09 April 2008

Soy Moratorium Working to Protect Amazon

Lisa Raffensperger
Earth Trends - Mon, 2008-04-07 00:32
Original URL

Amazon rainforest cleared for soybean plantingIn July 2006, Brazil's biggest soy traders enacted a two-year moratorium on soybeans grown in newly deforested areas of the Amazon. It was groundbreaking for the way in which it was accomplished--rather than Brazil's government enforcing the ban, it was NGOs and giant soybean buyers that pressured the change. Now, a new report says the market approach seems to be working. Researchers found no soybeans in large areas of the Amazon cleared between August 2006 and August 2007--which means, at a broad glance, that more rainforest isn't being cut down to grow soybeans.

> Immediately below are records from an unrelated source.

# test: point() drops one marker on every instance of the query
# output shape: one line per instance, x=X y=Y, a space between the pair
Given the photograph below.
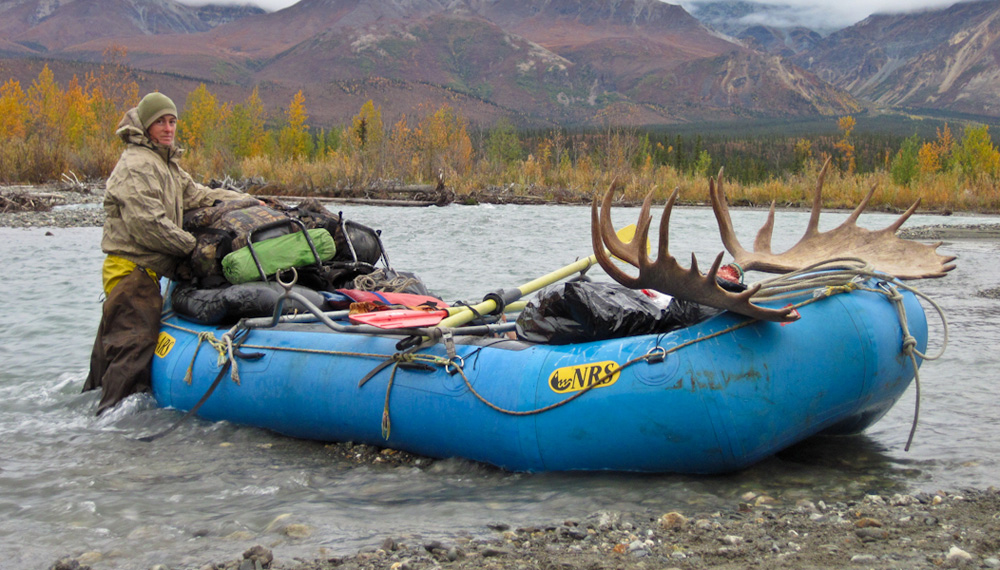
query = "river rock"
x=672 y=520
x=957 y=557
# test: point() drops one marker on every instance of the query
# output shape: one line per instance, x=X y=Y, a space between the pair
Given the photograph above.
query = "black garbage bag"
x=230 y=304
x=582 y=311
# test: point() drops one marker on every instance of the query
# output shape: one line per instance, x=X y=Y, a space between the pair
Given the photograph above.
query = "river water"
x=71 y=483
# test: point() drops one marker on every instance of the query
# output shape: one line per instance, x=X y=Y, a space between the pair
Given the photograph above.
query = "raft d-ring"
x=454 y=365
x=287 y=285
x=656 y=355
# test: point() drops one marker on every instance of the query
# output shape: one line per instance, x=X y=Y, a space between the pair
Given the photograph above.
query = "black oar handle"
x=502 y=297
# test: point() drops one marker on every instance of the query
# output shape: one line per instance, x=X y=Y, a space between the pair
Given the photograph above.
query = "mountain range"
x=537 y=62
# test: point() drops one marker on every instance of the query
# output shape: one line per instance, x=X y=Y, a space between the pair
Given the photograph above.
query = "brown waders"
x=123 y=351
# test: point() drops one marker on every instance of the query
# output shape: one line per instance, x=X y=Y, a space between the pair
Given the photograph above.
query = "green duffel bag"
x=276 y=254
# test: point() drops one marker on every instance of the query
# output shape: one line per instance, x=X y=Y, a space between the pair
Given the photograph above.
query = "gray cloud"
x=820 y=14
x=271 y=5
x=826 y=14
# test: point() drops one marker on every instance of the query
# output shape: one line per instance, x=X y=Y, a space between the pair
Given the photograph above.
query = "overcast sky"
x=823 y=13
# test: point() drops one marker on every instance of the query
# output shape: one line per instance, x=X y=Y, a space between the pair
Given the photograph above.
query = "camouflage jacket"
x=145 y=200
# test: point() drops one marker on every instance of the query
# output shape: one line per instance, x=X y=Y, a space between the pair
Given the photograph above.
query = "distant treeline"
x=47 y=130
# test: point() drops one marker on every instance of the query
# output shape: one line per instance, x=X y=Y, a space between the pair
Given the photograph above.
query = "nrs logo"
x=576 y=378
x=163 y=344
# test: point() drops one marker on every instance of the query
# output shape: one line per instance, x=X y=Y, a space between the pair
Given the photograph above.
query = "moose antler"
x=885 y=251
x=666 y=275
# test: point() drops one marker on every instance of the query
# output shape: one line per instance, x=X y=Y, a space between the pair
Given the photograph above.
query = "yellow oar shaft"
x=465 y=314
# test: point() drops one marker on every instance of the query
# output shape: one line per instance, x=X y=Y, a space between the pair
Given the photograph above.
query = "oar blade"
x=399 y=318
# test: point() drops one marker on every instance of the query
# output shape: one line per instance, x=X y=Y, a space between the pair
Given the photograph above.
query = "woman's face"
x=163 y=129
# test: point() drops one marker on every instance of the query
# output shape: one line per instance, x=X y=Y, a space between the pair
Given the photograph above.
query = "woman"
x=145 y=200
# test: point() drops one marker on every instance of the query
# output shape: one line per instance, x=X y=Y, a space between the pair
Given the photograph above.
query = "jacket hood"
x=131 y=132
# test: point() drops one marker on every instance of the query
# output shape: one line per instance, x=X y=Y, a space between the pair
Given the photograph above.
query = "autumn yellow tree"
x=45 y=106
x=935 y=156
x=202 y=125
x=444 y=144
x=13 y=111
x=294 y=140
x=976 y=155
x=244 y=127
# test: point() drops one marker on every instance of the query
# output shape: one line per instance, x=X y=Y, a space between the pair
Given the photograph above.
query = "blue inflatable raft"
x=711 y=398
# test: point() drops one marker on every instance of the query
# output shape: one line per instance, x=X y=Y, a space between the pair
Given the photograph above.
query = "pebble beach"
x=950 y=528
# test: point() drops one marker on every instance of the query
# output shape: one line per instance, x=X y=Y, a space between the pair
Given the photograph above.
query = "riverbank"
x=932 y=531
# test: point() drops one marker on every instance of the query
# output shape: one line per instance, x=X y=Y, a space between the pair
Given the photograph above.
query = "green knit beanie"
x=154 y=106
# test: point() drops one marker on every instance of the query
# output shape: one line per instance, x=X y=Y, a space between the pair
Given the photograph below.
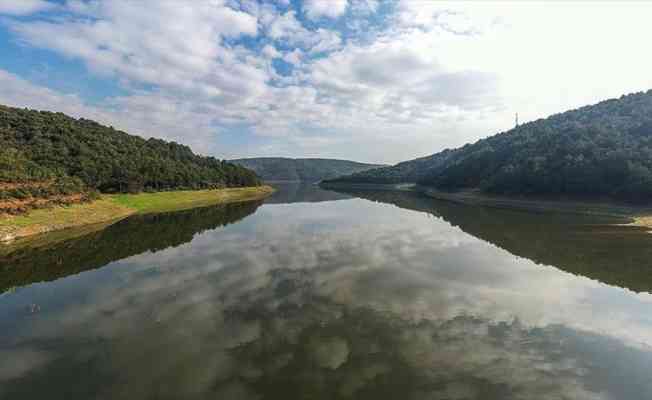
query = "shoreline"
x=111 y=208
x=637 y=215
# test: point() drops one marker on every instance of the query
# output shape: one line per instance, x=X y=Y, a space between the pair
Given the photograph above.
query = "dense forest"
x=603 y=149
x=45 y=153
x=302 y=169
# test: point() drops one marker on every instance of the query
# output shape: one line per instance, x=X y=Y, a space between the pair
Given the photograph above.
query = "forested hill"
x=51 y=149
x=599 y=150
x=302 y=169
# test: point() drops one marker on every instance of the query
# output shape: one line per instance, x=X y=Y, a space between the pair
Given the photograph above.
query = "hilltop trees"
x=38 y=146
x=599 y=150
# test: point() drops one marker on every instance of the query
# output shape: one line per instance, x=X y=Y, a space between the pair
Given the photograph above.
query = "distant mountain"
x=302 y=169
x=603 y=149
x=45 y=155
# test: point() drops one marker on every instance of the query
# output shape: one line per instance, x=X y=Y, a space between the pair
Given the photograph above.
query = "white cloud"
x=24 y=7
x=293 y=57
x=270 y=52
x=316 y=9
x=438 y=75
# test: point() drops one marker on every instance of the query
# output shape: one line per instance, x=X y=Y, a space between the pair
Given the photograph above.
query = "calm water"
x=323 y=295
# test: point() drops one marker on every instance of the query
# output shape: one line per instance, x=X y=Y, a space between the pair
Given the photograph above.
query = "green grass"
x=113 y=207
x=145 y=203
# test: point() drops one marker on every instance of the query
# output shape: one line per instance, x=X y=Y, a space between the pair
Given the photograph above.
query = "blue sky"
x=369 y=80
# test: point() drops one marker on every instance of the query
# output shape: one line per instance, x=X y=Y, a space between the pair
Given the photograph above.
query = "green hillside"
x=45 y=154
x=599 y=150
x=302 y=169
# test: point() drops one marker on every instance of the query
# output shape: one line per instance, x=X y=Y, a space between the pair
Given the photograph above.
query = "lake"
x=314 y=294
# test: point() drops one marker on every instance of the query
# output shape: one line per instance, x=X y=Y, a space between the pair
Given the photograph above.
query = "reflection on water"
x=302 y=192
x=338 y=299
x=128 y=237
x=596 y=247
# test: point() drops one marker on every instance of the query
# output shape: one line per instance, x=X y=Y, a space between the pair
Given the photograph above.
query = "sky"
x=366 y=80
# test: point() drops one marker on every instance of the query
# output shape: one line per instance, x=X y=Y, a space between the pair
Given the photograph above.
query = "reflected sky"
x=336 y=299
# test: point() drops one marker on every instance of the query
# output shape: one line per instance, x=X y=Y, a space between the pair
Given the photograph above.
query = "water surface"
x=363 y=295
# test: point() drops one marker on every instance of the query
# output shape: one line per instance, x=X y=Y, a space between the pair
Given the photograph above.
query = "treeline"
x=301 y=169
x=42 y=146
x=603 y=149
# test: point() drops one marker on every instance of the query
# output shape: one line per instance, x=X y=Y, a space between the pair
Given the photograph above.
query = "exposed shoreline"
x=637 y=215
x=112 y=208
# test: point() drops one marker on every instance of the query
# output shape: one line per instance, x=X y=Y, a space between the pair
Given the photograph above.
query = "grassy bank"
x=115 y=207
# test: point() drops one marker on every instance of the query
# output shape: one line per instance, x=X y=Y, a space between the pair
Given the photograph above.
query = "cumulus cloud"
x=425 y=75
x=315 y=9
x=24 y=7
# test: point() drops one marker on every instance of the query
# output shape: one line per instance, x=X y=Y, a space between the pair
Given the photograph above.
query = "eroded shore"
x=112 y=208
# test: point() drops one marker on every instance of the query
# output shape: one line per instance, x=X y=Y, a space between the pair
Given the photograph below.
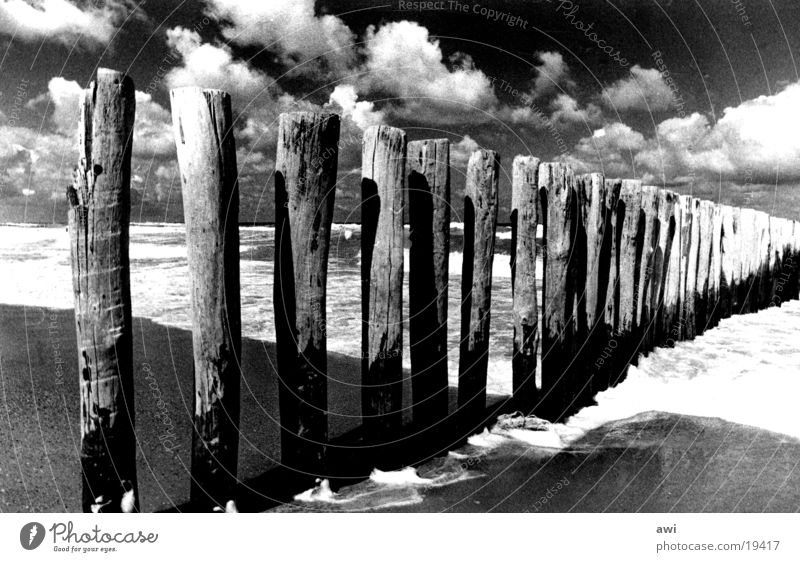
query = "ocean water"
x=37 y=272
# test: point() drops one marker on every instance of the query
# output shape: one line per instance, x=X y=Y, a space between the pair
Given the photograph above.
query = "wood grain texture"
x=99 y=216
x=202 y=125
x=525 y=309
x=428 y=168
x=305 y=185
x=383 y=160
x=480 y=224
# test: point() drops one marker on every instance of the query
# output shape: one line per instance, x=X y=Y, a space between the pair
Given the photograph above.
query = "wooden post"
x=559 y=213
x=99 y=216
x=480 y=224
x=305 y=186
x=703 y=225
x=202 y=125
x=731 y=261
x=644 y=301
x=688 y=272
x=429 y=255
x=524 y=222
x=596 y=258
x=763 y=272
x=603 y=363
x=668 y=230
x=383 y=160
x=714 y=307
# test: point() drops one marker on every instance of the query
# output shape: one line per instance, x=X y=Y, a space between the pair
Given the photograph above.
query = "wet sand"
x=653 y=462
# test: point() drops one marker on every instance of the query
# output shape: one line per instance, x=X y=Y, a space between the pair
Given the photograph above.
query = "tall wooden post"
x=645 y=285
x=99 y=216
x=203 y=128
x=524 y=222
x=668 y=230
x=704 y=221
x=429 y=233
x=305 y=184
x=559 y=214
x=731 y=260
x=480 y=224
x=596 y=257
x=714 y=308
x=383 y=160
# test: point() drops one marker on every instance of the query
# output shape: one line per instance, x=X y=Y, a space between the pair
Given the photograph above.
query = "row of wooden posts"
x=626 y=268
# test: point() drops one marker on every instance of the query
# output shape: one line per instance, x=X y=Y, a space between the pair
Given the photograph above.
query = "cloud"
x=403 y=61
x=288 y=28
x=62 y=21
x=551 y=73
x=211 y=66
x=754 y=142
x=462 y=150
x=644 y=90
x=362 y=113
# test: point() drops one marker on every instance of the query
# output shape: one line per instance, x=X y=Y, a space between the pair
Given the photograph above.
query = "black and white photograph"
x=308 y=258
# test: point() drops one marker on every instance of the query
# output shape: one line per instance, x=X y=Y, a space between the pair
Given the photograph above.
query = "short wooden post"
x=429 y=233
x=703 y=221
x=650 y=237
x=305 y=185
x=203 y=128
x=560 y=217
x=383 y=160
x=524 y=222
x=480 y=224
x=99 y=216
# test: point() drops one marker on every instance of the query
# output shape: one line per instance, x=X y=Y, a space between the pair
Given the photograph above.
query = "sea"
x=747 y=370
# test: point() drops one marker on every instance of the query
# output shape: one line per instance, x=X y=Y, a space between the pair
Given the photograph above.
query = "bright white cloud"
x=289 y=28
x=211 y=66
x=551 y=73
x=402 y=60
x=644 y=90
x=362 y=113
x=61 y=20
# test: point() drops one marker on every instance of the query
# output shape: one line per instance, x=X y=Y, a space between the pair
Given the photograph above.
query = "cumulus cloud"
x=552 y=73
x=289 y=28
x=644 y=90
x=212 y=66
x=63 y=21
x=751 y=143
x=403 y=61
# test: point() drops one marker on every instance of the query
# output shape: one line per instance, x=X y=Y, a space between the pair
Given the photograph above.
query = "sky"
x=699 y=96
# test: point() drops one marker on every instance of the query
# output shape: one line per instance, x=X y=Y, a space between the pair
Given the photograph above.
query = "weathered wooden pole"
x=480 y=224
x=305 y=186
x=714 y=308
x=560 y=218
x=596 y=258
x=383 y=158
x=703 y=225
x=429 y=215
x=603 y=366
x=731 y=260
x=525 y=310
x=629 y=260
x=688 y=268
x=99 y=217
x=650 y=237
x=668 y=231
x=203 y=128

Soybean croplands in Brazil have been expanding for decades, but the most dramatic rise has been in the last six years (see Figure 1). Brazil is now second only to the United States in soybean production, and is the world leader in soybean exports. A large portion of these exports are directed to Europe where they serve as animal feed.

Figure 1. Area of Soybean Cultivation, Brazil, U.S., and World

Graph of Area of Soybean Cultivation, Brazil, U.S., and World

Source: EarthTrends, 2008 using data from FAOSTAT, 2008

Like other forms of unregulated agriculture in Brazil, rapidly expanding soybean cultivation threatens the tropical rainforest. However, the threat of soybeans to the Amazon is distinctly different from the slash-and-burn agriculture and cattle ranching that predated it and that still continue.

The difference, Greenpeace says, is in the business model. There are two main features that are fostering the rapid expansion of soybean farming:

  • Land seizures are large. Farmers aren't smallholders, as has historically been the case, but are deforesting thousands of acres at a time using heavy equipment and many workers.
  • Farmers are backed by heavyweight corporations. The companies who've agreed to the moratorium--U.S.-based Cargill, Archer Daniels Midland, and Bunge--provide 60% of the financing for Brazil's soybeans. These international giants prop up Brazilian farmers, Greenpeace argues, by ensuring access to cheap credit, providing seeds and chemicals, and guaranteeing markets for their harvests. It's these incentives and resources that allow farmers to clear huge parcels of land or buy occupied land and clear it. In addition, these private corporations are funding infrastructure expansion, especially roads, through the Amazon, which encourages farmers to move into virgin areas of forest.

According to Greenpeace, in 2004-2005, only 5% of Brazil's total soybean crops were planted in the Amazon. But there is great potential for expansion, given the infrastructure already in place. And ultimately, this 5% was enough for overseas buyers of Cargill's soybeans, including McDonald's, to pressure the company to accept the two-year moratorium.

An Unspoken Contributor

However, another force at work in the deforestation lull could be recent soybean prices. Soybeans are selling for three times more than their 2001 low, and more than double what they were just two years ago. So, a reprieve from deforestation to plant soybeans in 2006 may not hold under 2008 prices.

Research bears out this correlation. A study of deforestation from 2001 to 2004 in Mato Grosso state, Brazil--a focus region of the moratorium, since 90% of rainforest soybeans are grown there--found that the rate of deforestation was directly correlated with the price of soybeans (see Figure 2).

Figure 2. Deforestation and Soybean Price

Graph of Deforestation and Soybean Price

(Data for 2005 were a preliminary estimate)
Source: EarthTrends, 2008 using data from Morton, et al., 2006

The steeply rising price of soybeans may present a challenge to the continued success of the moratorium. Overall Amazon deforestation is rising again, after declining for three straight years. So whether soybean farmers will still cultivate existing cropland, rather than burning down forest and selling to corporations outside the moratorium, remains to be seen.